Desde 2006 apicultores y agricultores de Estados Unidos, Francia, Italia, España, Suiza, Alemania, Reino Unido, Bélgica, Canadá, Brasil, Japón, India, Argentina y Chile, entre otros, empezaron a ver una preocupante reducción del número de abejas en sus apiaros, y en muchos casos la extinción de colonias enteras.
Después de varias investigaciones ya existe un consenso general que apunta a que la causa estaría en la nueva generación de pesticidas neonicotinoides que empezaron a ser usados hace más de una década y a las grandes plantaciones sembradas con semillas transgénicas producidas por algunas multinacionales.
La situación en Colombia está dentro de la realidad descripta más arriba, donde se pierden anualmente 10.500 colmenas debido al mal uso de los agroquímicos.
Insecticidas como la imidacloprid, clotianidina y tiametoxam, de la familia de los neonicotinoides, contienen una sustancia que hace que las abejas mueran al consumirla, o que al detectarla no se acerquen a las flores y mueran por no tener suficiente alimento, aseguraron los especialistas en el tema.
El efecto que producen estos químicos en las abejas es neurotóxico, por eso presentan desorientación, su capacidad retentiva disminuye y se vuelven muy susceptibles a adquirir enfermedades, síntomas que hacen que se vuelvan muy débiles.
A comienzos de febrero de 2017, apicultores de varias regiones del país “cafetero” se reunieron para reportar la muerte masiva de todas sus colonias, advirtiendo en la mayoría de los casos que un día antes de las muertes habían pasado avionetas regando pesticidas en plantaciones cercanas.

Después de analizar el panorama nacional frente a esta problemática se creó el colectivo “Abejas Vivas”, cuyo objetivo es luchar contra el envenenamiento de las abejas (antófilos) y los polinizadores de Colombia.
En Colombia se habían prohibido 195 tipos de pesticidas o ingredientes activos, pero todavía están siendo usados indiscriminadamente, sin ningún tipo de control.

Cambio radical

En Colombia hay más de 600 especies conocidas, pero se cree que pueden ser el doble porque no han sido estudiadas a fondo.
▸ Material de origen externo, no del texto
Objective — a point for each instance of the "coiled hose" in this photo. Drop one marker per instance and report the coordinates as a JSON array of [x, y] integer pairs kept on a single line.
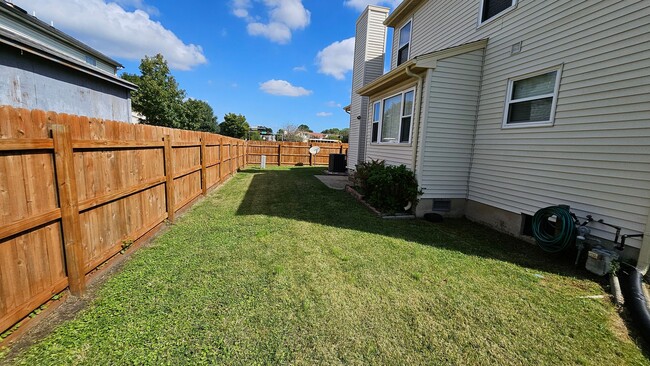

Solo en los últimos 15 años se han descubierto más de 100 especies. Lo recomendable es que en el país, en donde también hay reducción de las poblaciones de abejas, se haga un trabajo urgente, por un lado con los apicultores para ver el comportamiento de sus colonias, y por el otro estudiar a las abejas silvestres en zonas agrícolas para determinar lo que está ocurriendo, concluye la experta.